Warming Trend: Outdoor Fireplaces

Fireplaces are becoming as important to outdoor spaces as they are to indoor ones.

3 MIN READ

Fireplaces are becoming as important to outdoor spaces as they are to indoor ones. They extend the season in northern climates and take the chill off when the southern sun goes down. But while an indoor fireplace can make a room, an outdoor fireplace needs a room—an outdoor room—where people can gather to enjoy its primal glow.

Rustic Pleasure When the weather’s fine, this gazebo becomes the outdoor great room of a white cedar log home in rural Indiana. Even when the air’s a little nippy, a fire in the big stone fireplace will take the chill off so the owners can enjoy their wooded acreage.

Designed by Town & Country Cedar Homes, the designer/fabricator of the 5,000-square-foot main house, the gazebo contains all the luxuries necessary for fine outdoor living while evoking the rustic simplicity of a classic national park shelter. Within its stone and peeled log confines are an outdoor kitchen with gas grill and rotisserie, sink, and refrigerator. For the owners’ dining pleasure, the space is wired for audio and lighted with an antlered chandelier.

The challenge in this little project, says Doug Tankersley, project manager for David Perrin Builders, was to make the gazebo look like it had always been there. Actually, the fieldstone for the fireplace and column bases came off the owners’ property, so it really had always been there. He kept the modern plumbing and wiring out of sight by concealing them within the roof’s structural system. The peeled logs and roof system match those of the main house and, Tankersley says, are assembled the same way. Builder: David Perrin Builders, Richland, Mich.; Designer/fabricator: Town & Country Cedar Homes, Petoskey, Mich.; Landscape architect: Drost Landscape, Alanson, Mich.; Photographer: Roger Wade Studios.

Ancient Echoes The southwestern version of a gazebo, a ramada is an open, unattached porch that echoes the elements of the region’s Spanish-inspired architecture. This ramada looks as though it could be a relic of Coronado’s march through the Southwest, but it’s really just a few years old. Designer/builder Gary Wyant created this little outdoor fantasy to satisfy his client’s desire for a dramatic outdoor entertaining area.

Photo: Mark Boisclair Wyant created the illusion of a crumbling ruin with tumble-down stone walls skinned in peeling plaster that flank and protect the big stucco gas and wood fireplace. On chilly evenings, guests can sit near the fire on the big stone hearth. More rugged stone clads the columns that support vigas—big rough-sawn beams—that stretch across the corbelled ceiling that provides shade from the desert sun.

Sited next to the swimming pool, the ramada’s stone foundation seems to emerge from the water. Scuppers in the rock wall carry water into the pool, relieving the desert heat with the cool sound of splashing water. The stamped and colored concrete ramada floor spills out to become the pool deck, unifying the elements of this imaginative backdrop for entertaining.
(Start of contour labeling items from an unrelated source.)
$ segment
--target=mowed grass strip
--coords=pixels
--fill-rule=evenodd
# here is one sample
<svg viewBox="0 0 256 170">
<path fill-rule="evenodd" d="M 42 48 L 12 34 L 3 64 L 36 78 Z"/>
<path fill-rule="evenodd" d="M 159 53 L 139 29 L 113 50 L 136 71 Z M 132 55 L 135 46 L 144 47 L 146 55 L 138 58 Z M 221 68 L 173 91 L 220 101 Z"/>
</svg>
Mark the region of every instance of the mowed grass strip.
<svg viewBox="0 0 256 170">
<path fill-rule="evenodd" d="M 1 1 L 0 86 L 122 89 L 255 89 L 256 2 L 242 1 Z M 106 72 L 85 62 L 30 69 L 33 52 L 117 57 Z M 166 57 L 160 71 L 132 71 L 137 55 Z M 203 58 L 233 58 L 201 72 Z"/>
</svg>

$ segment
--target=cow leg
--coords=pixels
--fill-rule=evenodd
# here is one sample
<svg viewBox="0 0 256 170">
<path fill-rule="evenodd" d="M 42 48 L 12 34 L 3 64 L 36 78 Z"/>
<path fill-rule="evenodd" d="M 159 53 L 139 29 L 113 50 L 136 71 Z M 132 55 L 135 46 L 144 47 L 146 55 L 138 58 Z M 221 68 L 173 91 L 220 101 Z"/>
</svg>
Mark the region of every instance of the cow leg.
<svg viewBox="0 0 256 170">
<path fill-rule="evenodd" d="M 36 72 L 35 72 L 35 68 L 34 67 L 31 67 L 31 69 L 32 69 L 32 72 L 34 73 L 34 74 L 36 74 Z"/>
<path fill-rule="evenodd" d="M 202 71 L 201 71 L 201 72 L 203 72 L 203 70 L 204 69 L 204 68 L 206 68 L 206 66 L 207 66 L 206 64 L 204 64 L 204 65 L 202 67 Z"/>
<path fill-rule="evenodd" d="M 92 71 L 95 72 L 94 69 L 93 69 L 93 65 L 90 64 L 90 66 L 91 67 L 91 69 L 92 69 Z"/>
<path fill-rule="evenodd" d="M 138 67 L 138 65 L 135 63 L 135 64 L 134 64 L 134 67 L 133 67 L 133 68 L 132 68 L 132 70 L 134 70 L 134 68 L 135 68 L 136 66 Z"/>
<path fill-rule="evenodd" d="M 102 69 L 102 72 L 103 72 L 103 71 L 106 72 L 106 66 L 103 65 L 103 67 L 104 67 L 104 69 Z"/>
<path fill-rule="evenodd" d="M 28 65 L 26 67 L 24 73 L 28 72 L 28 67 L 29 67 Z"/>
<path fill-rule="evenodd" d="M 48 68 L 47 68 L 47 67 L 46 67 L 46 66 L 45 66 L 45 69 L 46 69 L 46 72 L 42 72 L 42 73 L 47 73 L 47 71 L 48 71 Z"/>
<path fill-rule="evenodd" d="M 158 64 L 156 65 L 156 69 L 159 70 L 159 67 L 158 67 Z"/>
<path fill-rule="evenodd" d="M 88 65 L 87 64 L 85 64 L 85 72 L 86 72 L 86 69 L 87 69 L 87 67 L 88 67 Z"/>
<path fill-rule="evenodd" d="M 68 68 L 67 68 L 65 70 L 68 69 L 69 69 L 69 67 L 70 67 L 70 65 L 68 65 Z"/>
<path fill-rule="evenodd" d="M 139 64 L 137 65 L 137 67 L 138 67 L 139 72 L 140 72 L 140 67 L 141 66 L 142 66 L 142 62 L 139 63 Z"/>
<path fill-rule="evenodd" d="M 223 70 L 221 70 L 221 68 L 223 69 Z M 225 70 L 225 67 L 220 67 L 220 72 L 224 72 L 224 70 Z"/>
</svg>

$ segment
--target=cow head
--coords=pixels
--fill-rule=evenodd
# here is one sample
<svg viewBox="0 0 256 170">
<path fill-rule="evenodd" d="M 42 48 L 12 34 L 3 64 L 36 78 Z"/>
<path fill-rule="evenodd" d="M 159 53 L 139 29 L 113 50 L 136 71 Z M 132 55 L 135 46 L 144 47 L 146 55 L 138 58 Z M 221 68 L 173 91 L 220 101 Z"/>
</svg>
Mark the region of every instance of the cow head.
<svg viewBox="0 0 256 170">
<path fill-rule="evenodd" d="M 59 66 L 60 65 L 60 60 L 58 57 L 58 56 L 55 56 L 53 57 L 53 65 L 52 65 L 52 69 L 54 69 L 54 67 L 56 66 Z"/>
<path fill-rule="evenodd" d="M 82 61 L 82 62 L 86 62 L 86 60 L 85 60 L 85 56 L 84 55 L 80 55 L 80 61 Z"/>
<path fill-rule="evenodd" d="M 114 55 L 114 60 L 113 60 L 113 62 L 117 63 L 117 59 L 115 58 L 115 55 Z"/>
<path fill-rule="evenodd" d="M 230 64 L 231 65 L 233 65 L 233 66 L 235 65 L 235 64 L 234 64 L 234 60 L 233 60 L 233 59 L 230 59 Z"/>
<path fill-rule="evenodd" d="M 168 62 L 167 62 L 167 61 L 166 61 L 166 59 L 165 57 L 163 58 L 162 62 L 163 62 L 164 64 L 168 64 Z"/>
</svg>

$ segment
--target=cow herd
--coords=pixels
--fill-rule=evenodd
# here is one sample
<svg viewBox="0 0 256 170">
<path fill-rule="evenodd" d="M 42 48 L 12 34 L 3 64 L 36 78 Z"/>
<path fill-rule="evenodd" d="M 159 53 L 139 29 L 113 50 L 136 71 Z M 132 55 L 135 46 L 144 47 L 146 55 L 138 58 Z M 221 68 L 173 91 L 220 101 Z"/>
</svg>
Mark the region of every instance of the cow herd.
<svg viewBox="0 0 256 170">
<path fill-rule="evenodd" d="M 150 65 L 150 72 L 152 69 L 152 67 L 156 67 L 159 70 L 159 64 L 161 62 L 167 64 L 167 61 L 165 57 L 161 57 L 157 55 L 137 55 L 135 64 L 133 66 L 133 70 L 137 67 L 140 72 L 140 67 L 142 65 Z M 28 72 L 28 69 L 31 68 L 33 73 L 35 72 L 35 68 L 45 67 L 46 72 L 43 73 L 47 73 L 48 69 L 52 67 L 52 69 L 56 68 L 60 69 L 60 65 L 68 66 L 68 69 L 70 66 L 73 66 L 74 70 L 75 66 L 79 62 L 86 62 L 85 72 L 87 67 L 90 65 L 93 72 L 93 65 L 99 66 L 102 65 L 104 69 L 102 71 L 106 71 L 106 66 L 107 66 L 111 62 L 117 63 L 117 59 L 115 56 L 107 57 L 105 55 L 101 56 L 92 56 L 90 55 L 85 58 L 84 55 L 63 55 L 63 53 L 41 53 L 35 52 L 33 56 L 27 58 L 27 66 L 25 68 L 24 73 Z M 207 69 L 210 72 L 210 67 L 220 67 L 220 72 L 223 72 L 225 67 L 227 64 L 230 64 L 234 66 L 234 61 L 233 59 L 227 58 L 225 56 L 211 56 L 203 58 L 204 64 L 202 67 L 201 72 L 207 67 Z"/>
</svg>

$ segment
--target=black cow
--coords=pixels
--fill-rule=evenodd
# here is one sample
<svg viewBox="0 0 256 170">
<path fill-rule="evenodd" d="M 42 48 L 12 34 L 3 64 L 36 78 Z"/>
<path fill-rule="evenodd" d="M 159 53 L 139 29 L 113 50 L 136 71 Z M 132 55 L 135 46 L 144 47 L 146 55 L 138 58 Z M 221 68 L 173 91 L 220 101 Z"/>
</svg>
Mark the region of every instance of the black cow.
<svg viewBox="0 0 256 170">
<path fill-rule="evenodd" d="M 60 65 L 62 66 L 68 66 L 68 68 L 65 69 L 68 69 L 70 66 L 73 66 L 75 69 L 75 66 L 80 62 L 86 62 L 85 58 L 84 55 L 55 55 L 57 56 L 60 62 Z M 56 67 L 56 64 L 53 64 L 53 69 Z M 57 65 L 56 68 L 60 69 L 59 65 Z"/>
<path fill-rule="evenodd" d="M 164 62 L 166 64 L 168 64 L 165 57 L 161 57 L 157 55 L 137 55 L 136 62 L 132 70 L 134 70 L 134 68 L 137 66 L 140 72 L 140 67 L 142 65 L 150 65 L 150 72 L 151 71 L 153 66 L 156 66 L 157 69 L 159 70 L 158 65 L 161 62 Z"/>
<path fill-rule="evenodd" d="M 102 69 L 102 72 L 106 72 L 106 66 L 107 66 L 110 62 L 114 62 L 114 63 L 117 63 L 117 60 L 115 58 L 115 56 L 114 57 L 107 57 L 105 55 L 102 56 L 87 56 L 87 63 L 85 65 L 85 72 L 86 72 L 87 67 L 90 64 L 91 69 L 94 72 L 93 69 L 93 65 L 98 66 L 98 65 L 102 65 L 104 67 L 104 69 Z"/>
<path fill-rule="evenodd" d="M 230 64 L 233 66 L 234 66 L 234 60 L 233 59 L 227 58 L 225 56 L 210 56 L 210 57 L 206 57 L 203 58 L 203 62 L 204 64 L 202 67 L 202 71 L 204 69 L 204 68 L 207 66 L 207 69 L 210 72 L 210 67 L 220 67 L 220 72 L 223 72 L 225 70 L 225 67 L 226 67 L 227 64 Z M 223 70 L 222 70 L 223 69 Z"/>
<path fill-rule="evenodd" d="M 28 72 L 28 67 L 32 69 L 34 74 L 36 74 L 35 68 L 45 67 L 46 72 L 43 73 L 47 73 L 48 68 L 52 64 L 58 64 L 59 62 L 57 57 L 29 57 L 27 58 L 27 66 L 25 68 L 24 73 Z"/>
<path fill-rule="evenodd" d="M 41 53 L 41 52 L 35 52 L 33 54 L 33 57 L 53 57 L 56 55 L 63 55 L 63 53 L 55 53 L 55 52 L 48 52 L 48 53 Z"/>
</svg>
Designer/Builder: Calvis Wyant Luxury Homes, Scottsdale, Ariz.; Photographer: Mark Boisclair.

Fire Wall The covered walkway leading from the front door to a towering outdoor fireplace adds drama to a renovated Austin, Texas, ranch house. But this exterior element is more than merely decorative. Architect David Webber used it to resolve two client requirements that threatened to clash: They wanted the existing pool to remain in the front yard, where they also wanted to build a detached garage and auto court.

Webber separated the two uses with a long pergola that provides a generous measure of privacy to the pool area and gives definition to the two spaces. The covered walkway also created a shady play area for the clients’ sun-sensitive children.

The pergola terminates in a wall and fireplace tower that shapes the patio and shelters it from the parking area. The structure is made of local Austin limestone, and surfaces, including the auto court, are sandstone. Webber topped the chimney to match the house with an acid-etched Galvalume roof that seems to float above it. It serves as an orientation point for the other buildings, the architect says. Builder: Renaissance Builders, Houston; Architect: Webber + Studio, Austin, Texas; Landscape architect: Coleman & Associates, Austin; Photographer: Paul Bardagjy.